The Resistance Front, a group believed to be a proxy of the Pakistan-based Lashkar-e-Taiba, claimed responsibility twice -- once on the day of the attack and again the following day. TRF issued a statement framing the massacre as opposition to non-local settlement in Kashmir following the 2019 revocation of the region's special status, which had enabled people from elsewhere in India to purchase property and settle in Jammu and Kashmir for the first time. Days later, as international pressure mounted, TRF reversed course and denied involvement. The group had been designated a terrorist organization by both India and the United States, and was formed from the cadres of Lashkar-e-Taiba and Hizbul Mujahideen operating in Kashmir.

From Meadow to Battlefield

India's response escalated rapidly. The government accused Pakistan of supporting cross-border terrorism, suspended the Indus Waters Treaty, expelled Pakistani diplomats, and closed the border. Pakistan rejected the accusations, retaliated by suspending the Simla Agreement, restricted trade, and closed its airspace. The standoff crossed into open conflict on 7 May 2025 when India launched airstrikes targeting alleged terrorist camps inside Pakistan. A ceasefire was announced on 10 May. Within weeks, the attack in a tourist meadow had brought two nuclear-armed nations to the brink of full-scale war -- a trajectory that recalled, on a compressed timeline, the escalation that followed the 2019 Pulwama attack and the 2016 Uri attack before it.

Operation Mahadev

Indian security forces launched Operation Mahadev to track down the perpetrators in the dense forests around Pahalgam. The hunt lasted months, complicated by the rugged terrain and the attackers' familiarity with the mountains. On 28 July 2025, Indian Home Minister Amit Shah informed Parliament that three terrorists linked to the Pahalgam attack had been killed. Investigators matched weapons recovered from the encounter to those used in the April massacre. Intelligence agencies traced the perpetrators in part through their reliance on electronic communication. The exact total number of attackers was never definitively established -- initial estimates ranged from two to seven.

What Baisaran Means Now

The Pahalgam attack sits within a longer pattern of violence targeting civilians in Kashmir, from the massacres of Amarnath pilgrims in 2000, 2001, and 2002 to the bus ambush near Reasi in 2024. But the scale of the 2025 attack and the speed of its geopolitical consequences set it apart. Tourism in Kashmir, which the Indian government had promoted as evidence of normalcy after the 2019 constitutional changes, collapsed overnight. The meadow at Baisaran, where families had come to ride ponies and take photographs, became a symbol of how quickly the fragile calm in Kashmir can shatter.
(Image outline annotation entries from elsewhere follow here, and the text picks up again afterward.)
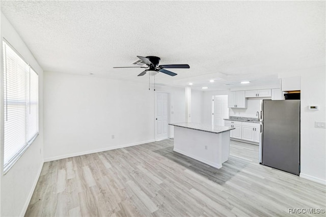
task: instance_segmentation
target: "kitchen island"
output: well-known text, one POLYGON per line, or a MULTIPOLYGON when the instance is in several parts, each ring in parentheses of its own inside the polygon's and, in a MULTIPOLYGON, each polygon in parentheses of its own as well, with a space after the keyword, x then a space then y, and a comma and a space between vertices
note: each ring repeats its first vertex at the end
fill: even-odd
POLYGON ((218 169, 229 159, 230 131, 234 128, 194 122, 174 126, 173 150, 218 169))

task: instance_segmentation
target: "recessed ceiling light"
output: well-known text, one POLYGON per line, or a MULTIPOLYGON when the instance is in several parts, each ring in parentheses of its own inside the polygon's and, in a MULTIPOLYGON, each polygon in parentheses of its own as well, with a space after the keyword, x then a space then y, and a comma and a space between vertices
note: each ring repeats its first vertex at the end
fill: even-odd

Among the twenty-six dead was a man whose only act of resistance was to grab for a gun -- a pony ride operator whose livelihood depended on the very tourists the attackers had come to kill.

From the Air

Baisaran Valley and Pahalgam are located at approximately 34.00N, 75.33E in the Lidder Valley of Kashmir, at an elevation of roughly 2,130 meters. The nearest major airport is Sheikh ul-Alam International Airport (VISR) in Srinagar, approximately 90 km to the northwest. The terrain is heavily forested alpine valley flanked by steep Himalayan ridges. Pahalgam is also the starting point for the Amarnath Yatra pilgrimage route, which climbs northeast through passes above 3,500 meters.